Better CLI: Build CLIs for Humans and AI Agents

Build command-line tools that are delightful for humans at a terminal AND reliable for AI agents in automation pipelines. These goals are orthogonal, not conflicting.

This skill targets command-based CLIs (think git, docker, gh, kubectl) — tools with subcommands, flags, and structured output. It is not about full-screen TUI applications or interactive dashboards.

When to Use

• Building a new CLI tool in any language
• Improving or refactoring an existing CLI to be more human- and agent-friendly
• Adding commands, flags, or output formats to an existing CLI
• Reviewing CLI code for usability, composability, or agent-readiness

NOT for: TUI/full-screen terminal apps, GUI applications, REST/GraphQL API design, shell scripting

Core Philosophy

Human DX optimizes for discoverability and forgiveness. Agent DX optimizes for predictability and defense-in-depth. A great CLI does both.

The Golden Rule: Output that tells you what to do next. Every command's output — success or failure — should give the user (human or AI agent) enough context to know what their next action should be.

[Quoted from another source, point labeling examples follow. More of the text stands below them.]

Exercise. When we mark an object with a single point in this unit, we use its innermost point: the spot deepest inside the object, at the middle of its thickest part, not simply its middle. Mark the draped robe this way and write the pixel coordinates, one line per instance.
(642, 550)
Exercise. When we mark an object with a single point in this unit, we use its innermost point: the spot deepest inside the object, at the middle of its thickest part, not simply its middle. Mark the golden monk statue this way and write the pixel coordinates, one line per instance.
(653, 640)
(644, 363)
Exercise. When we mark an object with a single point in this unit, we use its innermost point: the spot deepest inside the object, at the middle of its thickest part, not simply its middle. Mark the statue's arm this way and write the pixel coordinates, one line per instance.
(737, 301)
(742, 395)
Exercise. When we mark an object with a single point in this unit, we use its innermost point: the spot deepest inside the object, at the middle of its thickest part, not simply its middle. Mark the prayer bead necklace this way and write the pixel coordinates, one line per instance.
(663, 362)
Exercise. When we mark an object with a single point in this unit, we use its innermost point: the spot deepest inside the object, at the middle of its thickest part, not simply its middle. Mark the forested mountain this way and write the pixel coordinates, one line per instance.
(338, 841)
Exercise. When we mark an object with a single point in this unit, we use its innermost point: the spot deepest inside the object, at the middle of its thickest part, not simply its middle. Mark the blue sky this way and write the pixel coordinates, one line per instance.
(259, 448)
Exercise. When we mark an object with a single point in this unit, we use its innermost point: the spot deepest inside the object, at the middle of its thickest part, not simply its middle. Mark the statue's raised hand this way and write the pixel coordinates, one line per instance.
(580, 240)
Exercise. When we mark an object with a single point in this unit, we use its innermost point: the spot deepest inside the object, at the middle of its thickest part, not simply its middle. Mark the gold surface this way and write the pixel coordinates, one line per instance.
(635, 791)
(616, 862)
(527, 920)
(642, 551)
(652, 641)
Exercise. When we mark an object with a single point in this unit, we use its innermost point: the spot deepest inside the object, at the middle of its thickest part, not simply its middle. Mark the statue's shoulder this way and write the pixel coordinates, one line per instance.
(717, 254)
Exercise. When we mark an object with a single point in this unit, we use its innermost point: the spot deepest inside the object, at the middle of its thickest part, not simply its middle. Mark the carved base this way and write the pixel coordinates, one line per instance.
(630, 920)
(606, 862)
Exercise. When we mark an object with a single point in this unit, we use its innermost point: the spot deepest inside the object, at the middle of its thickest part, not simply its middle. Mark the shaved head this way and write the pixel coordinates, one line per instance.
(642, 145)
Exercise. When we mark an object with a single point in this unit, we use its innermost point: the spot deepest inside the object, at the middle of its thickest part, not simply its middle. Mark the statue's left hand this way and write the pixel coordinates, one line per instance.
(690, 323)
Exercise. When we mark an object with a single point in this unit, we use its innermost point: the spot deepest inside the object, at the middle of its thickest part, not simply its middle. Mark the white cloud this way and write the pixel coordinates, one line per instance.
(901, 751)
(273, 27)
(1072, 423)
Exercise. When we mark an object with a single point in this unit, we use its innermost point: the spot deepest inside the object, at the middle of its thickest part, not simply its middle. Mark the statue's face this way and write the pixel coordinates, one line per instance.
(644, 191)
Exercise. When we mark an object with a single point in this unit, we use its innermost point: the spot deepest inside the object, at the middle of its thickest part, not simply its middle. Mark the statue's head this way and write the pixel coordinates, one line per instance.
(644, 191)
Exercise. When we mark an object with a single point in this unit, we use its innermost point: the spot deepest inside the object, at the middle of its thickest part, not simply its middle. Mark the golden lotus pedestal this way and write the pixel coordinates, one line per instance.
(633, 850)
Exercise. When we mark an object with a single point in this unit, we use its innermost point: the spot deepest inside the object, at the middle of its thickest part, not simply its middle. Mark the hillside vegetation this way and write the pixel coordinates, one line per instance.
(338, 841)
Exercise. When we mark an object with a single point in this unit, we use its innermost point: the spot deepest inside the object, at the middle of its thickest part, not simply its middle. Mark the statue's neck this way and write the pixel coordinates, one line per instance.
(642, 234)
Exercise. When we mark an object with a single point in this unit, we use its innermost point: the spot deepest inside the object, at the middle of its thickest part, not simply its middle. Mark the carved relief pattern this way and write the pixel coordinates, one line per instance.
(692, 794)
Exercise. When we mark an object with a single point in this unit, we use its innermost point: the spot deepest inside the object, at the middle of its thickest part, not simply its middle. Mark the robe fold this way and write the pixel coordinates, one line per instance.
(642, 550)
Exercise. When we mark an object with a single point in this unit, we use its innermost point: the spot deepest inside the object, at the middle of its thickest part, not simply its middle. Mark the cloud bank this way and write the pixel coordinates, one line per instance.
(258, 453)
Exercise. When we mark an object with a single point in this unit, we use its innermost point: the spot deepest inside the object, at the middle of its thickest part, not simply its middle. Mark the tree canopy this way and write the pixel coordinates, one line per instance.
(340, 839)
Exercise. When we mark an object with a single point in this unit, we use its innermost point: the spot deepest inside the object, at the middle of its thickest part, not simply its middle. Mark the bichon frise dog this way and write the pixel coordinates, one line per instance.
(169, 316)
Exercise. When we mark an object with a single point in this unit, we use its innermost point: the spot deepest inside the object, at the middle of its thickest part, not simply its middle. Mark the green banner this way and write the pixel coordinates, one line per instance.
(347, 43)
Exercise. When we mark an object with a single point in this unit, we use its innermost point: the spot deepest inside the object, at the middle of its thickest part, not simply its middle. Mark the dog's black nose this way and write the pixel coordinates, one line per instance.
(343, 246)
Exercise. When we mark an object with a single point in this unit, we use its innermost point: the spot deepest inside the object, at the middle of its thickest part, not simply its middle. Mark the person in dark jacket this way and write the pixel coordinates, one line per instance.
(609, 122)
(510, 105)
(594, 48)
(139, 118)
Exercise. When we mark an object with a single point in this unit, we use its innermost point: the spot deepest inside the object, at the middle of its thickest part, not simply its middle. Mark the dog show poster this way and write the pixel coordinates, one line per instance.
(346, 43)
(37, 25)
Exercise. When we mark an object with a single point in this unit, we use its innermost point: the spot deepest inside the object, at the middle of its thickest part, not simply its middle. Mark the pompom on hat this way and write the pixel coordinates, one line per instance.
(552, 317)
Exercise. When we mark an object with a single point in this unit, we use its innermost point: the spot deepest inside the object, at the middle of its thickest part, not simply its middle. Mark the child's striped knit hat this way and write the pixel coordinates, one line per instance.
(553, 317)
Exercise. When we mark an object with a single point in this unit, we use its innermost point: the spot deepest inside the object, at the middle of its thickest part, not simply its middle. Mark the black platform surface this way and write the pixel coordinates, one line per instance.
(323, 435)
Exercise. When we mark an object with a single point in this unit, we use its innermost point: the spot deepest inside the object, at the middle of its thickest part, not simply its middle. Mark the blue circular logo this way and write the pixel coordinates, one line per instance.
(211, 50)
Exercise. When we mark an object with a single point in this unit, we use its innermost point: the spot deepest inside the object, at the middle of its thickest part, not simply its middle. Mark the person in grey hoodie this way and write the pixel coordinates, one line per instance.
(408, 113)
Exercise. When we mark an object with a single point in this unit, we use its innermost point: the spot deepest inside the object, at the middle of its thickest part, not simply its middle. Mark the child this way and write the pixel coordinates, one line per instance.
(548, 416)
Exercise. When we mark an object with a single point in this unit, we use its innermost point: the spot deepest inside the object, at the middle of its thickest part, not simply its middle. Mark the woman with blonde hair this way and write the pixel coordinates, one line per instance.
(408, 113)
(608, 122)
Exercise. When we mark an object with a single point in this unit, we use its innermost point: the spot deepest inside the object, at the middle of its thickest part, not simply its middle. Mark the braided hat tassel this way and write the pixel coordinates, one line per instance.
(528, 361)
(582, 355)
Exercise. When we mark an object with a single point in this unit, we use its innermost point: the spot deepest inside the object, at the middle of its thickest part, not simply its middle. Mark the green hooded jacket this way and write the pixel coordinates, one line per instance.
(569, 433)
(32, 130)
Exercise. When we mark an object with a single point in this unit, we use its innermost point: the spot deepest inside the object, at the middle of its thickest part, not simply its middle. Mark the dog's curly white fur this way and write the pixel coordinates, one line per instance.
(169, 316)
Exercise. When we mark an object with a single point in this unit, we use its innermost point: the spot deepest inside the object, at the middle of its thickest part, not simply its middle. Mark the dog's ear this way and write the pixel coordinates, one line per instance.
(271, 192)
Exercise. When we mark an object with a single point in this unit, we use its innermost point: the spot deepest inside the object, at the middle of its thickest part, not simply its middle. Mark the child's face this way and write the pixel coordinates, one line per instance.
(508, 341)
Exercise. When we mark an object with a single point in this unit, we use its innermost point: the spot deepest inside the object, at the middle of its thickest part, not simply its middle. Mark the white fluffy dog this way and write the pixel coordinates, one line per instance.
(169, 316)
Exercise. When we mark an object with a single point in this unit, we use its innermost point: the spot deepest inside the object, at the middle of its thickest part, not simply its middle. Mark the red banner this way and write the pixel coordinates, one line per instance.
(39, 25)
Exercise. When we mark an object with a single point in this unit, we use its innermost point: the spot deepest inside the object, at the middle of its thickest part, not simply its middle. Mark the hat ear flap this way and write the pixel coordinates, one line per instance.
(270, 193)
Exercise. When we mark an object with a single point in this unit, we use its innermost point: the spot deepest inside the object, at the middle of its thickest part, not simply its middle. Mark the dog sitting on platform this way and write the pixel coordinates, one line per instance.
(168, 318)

An agent reading your CLI's output should be able to continue its workflow without guessing.

flowchart LR
  H[Human at Terminal] --> TTY{stdout is TTY?}
  A[AI Agent] --> TTY
  TTY -->|Yes| RICH[Rich: colors, tables,\nprogress bars, prompts]
  TTY -->|No| CLEAN[Clean: JSON, no ANSI,\nno prompts, parseable]
  RICH --> CORE[Same data, same exit codes,\nsame semantics]
  CLEAN --> CORE

The Rules (Priority Order)

P0: Critical — Every CLI Must Do These

1. stdout for data, stderr for everything else

stdout  ->  primary output (results, JSON, file contents) — for piping
stderr  ->  errors, warnings, progress, diagnostics, prompts — for humans

This is the single most important rule. It enables piping, redirection, and agent parsing. Never mix.

2. Exit 0 on success, non-zero on failure

Use semantic exit codes so scripts and agents can branch on failure type:

Document your exit codes. The transient distinction (75 vs others) is critical — agents use it to decide whether to retry.

3. Support --json for structured output

Every command that produces output MUST support --json (or --output json). Use a consistent envelope:

{
  "status": "ok",
  "data": { "id": "abc-123", "name": "my-resource" },
  "warnings": []
}

Same shape for every command. Agents parse it once, use it everywhere. Treat this as a versioned API contract — adding optional fields is safe; removing or renaming fields is a breaking change.

4. Output must guide the next action

This is the key to making CLIs work for AI agents. Every command output should be interpretable and navigable — the reader should know what to do next without guessing.

On success — confirm what happened and suggest next steps:

Created deployment 'web-app' (ID: deploy-xyz)

Next steps:
  View logs:      mycli logs deploy-xyz
  Check status:   mycli status deploy-xyz

On failure — explain what went wrong and how to fix it:

Error: Cannot deploy — 2 failing health checks.

Fix: mycli health check web-app --verbose
     mycli deploy --env staging --force   (skip health checks)

On partial results — indicate what's missing and how to get more:

Showing 20 of 142 results. Next page: mycli list --cursor eyJpZCI6IDIwfQ==

This pattern is what makes an agent autonomous — it reads the output, sees the suggested command, and executes it. Without this, agents stall or hallucinate next steps.

5. Support --help and --version

--help must include: description, usage pattern, flag list with types and defaults, and 2-3 realistic examples. Examples are the most-read section — lead with them.

EXAMPLES
  $ mycli deploy --env staging          Deploy to staging
  $ mycli deploy --env prod --dry-run   Preview production deployment
  $ mycli deploy --env prod --yes       Deploy without confirmation

6. Never require interactive input

Every interactive prompt MUST have a flag equivalent. If stdin is not a TTY, never prompt — fail with a clear error or use defaults.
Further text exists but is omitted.